Contudo, no universo de PMC, o avesso é sempre uma hipótese. Numa de suas crônicas mais conhecidas, O Amor Acaba, o leitor descobre que mesmo o perene pode ser volátil: “O amor acaba. Numa esquina, por exemplo, num domingo de lua nova, depois de teatro e silêncio; acaba em cafés engordurados, diferentes dos parques de ouro onde começou a pulsar”. No olhar de PMC, porém, como já se advinha, o avesso engendra o seu contrário; daí, no parágrafo final, outra surpresa se destaca: “em todos os lugares o amor acaba; a qualquer hora o amor acaba; por qualquer motivo o amor acaba; para recomeçar em todos os lugares e a qualquer minuto o amor acaba”. A crônica principia e conclui com idênticas palavras – O Amor Acaba– mas em cada ponta do texto o significado se altera radicalmente. O transitório contamina a semântica da crônica.
Fluência drummondiana
Esse jogo de opostos conduz, indiretamente, ao “puro humor”. E é bem isso: na tradição anglo-saxã de humour, incorporada à literatura brasileira pelo defunto autor machadiano. Em 1956, PMC organizou uma nova antologia, e o título adotado vale como um manifesto em tom menor: “Páginas de humor e humorismo”.

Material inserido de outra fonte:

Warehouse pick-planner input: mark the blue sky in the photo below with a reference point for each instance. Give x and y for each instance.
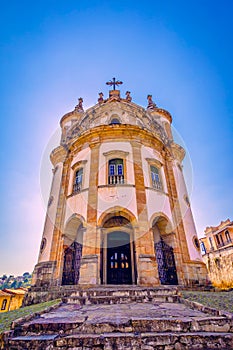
(52, 52)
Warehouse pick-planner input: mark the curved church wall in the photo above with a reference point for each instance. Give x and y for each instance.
(188, 222)
(44, 254)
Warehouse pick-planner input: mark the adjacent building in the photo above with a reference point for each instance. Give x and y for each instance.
(217, 251)
(118, 211)
(11, 299)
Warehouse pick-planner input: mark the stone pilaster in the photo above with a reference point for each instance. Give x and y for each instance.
(145, 256)
(181, 249)
(89, 271)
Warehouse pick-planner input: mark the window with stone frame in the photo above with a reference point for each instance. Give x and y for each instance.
(203, 249)
(211, 244)
(77, 186)
(115, 171)
(156, 177)
(4, 302)
(228, 237)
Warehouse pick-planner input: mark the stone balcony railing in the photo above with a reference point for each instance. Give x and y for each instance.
(116, 179)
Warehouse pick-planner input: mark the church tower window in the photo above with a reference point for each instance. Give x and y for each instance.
(155, 178)
(78, 180)
(116, 172)
(4, 302)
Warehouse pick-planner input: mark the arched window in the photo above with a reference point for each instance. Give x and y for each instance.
(4, 302)
(211, 244)
(203, 249)
(155, 178)
(228, 237)
(115, 121)
(115, 171)
(78, 180)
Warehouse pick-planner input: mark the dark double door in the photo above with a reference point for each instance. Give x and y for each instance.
(166, 263)
(72, 262)
(119, 268)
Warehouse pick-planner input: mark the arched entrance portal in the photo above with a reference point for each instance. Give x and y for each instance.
(72, 262)
(119, 268)
(117, 252)
(73, 244)
(163, 241)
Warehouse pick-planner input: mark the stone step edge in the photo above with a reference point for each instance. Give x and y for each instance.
(167, 298)
(120, 335)
(206, 309)
(214, 324)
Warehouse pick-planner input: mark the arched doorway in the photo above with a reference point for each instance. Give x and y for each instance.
(117, 252)
(73, 244)
(163, 240)
(119, 268)
(72, 263)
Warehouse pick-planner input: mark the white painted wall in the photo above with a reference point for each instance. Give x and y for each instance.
(122, 196)
(103, 161)
(77, 204)
(150, 153)
(189, 225)
(83, 155)
(51, 213)
(157, 202)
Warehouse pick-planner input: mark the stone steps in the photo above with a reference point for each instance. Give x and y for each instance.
(124, 317)
(119, 299)
(126, 341)
(134, 325)
(36, 295)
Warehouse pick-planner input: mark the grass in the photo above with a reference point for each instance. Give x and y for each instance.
(216, 300)
(6, 318)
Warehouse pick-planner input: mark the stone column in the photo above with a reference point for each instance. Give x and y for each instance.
(181, 249)
(89, 271)
(145, 256)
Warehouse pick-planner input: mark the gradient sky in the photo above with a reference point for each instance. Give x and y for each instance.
(53, 52)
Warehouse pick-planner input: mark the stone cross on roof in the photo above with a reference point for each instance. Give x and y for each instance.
(114, 82)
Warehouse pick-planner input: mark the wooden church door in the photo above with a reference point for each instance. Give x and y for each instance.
(166, 263)
(72, 262)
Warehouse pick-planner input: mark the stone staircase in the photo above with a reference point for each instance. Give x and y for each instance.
(124, 317)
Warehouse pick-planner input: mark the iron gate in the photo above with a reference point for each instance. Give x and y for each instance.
(166, 263)
(72, 262)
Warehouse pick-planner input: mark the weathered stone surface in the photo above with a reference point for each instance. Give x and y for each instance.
(132, 325)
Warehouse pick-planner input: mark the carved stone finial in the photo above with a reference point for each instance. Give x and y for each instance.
(101, 99)
(79, 107)
(151, 104)
(114, 83)
(128, 97)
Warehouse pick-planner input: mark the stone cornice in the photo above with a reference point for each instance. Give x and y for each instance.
(58, 155)
(108, 133)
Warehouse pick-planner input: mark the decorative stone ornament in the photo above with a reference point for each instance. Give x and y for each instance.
(79, 107)
(128, 97)
(100, 99)
(151, 104)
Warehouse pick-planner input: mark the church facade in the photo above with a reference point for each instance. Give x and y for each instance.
(118, 211)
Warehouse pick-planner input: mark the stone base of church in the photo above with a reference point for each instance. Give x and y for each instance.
(89, 270)
(195, 273)
(147, 270)
(43, 274)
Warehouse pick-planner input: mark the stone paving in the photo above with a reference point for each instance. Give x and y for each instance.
(145, 325)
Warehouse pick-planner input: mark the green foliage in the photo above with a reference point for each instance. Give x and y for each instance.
(6, 318)
(15, 282)
(216, 300)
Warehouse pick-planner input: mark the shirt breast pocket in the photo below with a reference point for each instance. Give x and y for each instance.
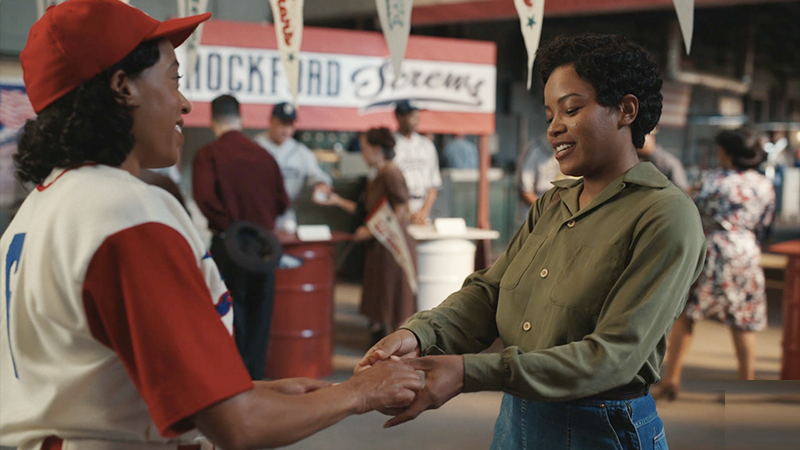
(522, 260)
(585, 281)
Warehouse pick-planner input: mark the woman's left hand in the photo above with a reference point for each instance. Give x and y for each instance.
(444, 379)
(362, 234)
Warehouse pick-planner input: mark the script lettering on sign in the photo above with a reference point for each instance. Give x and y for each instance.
(348, 81)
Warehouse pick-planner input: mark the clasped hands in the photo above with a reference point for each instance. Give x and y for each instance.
(443, 380)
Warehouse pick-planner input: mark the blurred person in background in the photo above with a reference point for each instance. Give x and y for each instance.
(664, 161)
(387, 299)
(235, 180)
(417, 159)
(298, 164)
(736, 204)
(587, 289)
(461, 153)
(536, 171)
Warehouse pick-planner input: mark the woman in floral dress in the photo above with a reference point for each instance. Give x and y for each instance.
(736, 205)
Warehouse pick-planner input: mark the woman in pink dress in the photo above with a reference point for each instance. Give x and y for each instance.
(736, 204)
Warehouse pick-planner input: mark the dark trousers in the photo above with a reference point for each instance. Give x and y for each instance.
(252, 308)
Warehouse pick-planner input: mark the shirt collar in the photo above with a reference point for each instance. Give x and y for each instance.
(643, 174)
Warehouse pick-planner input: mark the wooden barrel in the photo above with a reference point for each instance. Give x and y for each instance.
(301, 336)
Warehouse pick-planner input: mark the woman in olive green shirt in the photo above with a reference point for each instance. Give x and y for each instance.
(586, 291)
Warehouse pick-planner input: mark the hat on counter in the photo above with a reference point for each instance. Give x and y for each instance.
(252, 248)
(284, 112)
(403, 107)
(77, 40)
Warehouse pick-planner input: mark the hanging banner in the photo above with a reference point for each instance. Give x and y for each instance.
(385, 227)
(395, 17)
(531, 14)
(685, 10)
(288, 19)
(191, 8)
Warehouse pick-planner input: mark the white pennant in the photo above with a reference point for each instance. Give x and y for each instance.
(42, 5)
(685, 10)
(395, 17)
(385, 227)
(191, 8)
(531, 14)
(288, 19)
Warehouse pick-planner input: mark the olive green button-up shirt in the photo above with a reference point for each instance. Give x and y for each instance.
(582, 299)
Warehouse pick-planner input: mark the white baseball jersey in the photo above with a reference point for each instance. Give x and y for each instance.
(298, 166)
(417, 159)
(116, 325)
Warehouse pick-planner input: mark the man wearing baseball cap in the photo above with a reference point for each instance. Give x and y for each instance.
(416, 157)
(298, 164)
(115, 322)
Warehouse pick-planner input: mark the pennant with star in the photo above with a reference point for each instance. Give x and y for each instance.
(395, 17)
(191, 8)
(531, 13)
(288, 20)
(685, 10)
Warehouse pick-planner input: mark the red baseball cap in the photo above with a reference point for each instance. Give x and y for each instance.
(75, 41)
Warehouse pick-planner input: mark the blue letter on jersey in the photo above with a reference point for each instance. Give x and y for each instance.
(12, 259)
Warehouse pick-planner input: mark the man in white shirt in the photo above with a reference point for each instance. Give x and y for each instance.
(536, 171)
(416, 157)
(298, 164)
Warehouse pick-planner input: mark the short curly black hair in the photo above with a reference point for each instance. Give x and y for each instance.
(89, 124)
(615, 66)
(743, 146)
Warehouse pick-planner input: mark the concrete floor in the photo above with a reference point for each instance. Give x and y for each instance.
(754, 415)
(762, 415)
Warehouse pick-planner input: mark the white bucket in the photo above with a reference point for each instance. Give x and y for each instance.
(442, 266)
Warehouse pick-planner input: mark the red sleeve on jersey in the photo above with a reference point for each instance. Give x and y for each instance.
(146, 299)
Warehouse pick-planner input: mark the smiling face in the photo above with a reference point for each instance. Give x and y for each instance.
(280, 131)
(158, 110)
(590, 140)
(372, 154)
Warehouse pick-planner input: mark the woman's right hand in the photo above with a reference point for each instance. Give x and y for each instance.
(389, 384)
(401, 343)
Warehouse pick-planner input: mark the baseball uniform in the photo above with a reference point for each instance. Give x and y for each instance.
(115, 322)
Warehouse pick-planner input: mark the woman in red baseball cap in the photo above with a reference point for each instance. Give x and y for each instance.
(116, 326)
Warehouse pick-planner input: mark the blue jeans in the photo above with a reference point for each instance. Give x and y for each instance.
(579, 425)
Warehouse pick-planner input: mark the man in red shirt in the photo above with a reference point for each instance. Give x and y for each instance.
(236, 180)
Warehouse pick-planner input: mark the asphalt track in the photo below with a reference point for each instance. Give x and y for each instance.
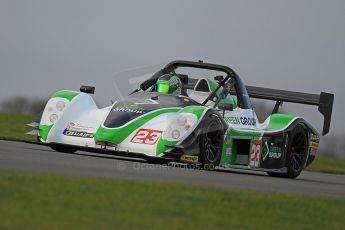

A simples distinção, aparentemente apenas preciosa, é precisa no esclarecimento da visão do mundo de PMC. A busca da comicidade supõe uma grande confiança em si mesmo, permitindo descobrir no outro motivo de riso – ou, bem brasileiramente, de escárnio. É muito distinta a acepção adquirida pelo humor na prosa do autor dos versos: “Há gente que não duvida /quando quer ir ao cinema; /duvido de minha dúvida /no meu bar de Ipanema”.
Aqui, o humor equivale à derrisão do sujeito. PMC foi sobretudo cético de si mesmo, não necessariamente do mundo e muito menos da literatura. Na caracterização justa de Sérgio Augusto: “nutria pela notoriedade o mesmo horror que Machado tinha à controvérsia, evitou sempre os refletores e o picadeiro literário”. A simples hipótese da celebridade pareceria um paradoxo risível para o autor dos versos: “No gesto dos outros vai /a elegância do traço; /no gesto torto que faço /surge a ponta do palhaço”. É como se oPoema de Sete Faces, de Carlos Drummond de Andrade, devesse ter sido escrito para ele: “Quando nasci, um anjo torto /desses que vivem na sombra /disse: Vai, ! ser gauche na vida”.
Falante fluente do idioma drummondiano – Paulo foi.
Mas não na literatura. Como seus versos revelam, ele foi um gauche que aprendeu a apreciar a poesia (dos outros), e também o (próprio) processo: “Igual à fonte escassa no deserto /Minha emoção é muita, a forma, pouca. /Se o verso errado sempre vem-me à boca, /Só no meu peito vive o verso certo”.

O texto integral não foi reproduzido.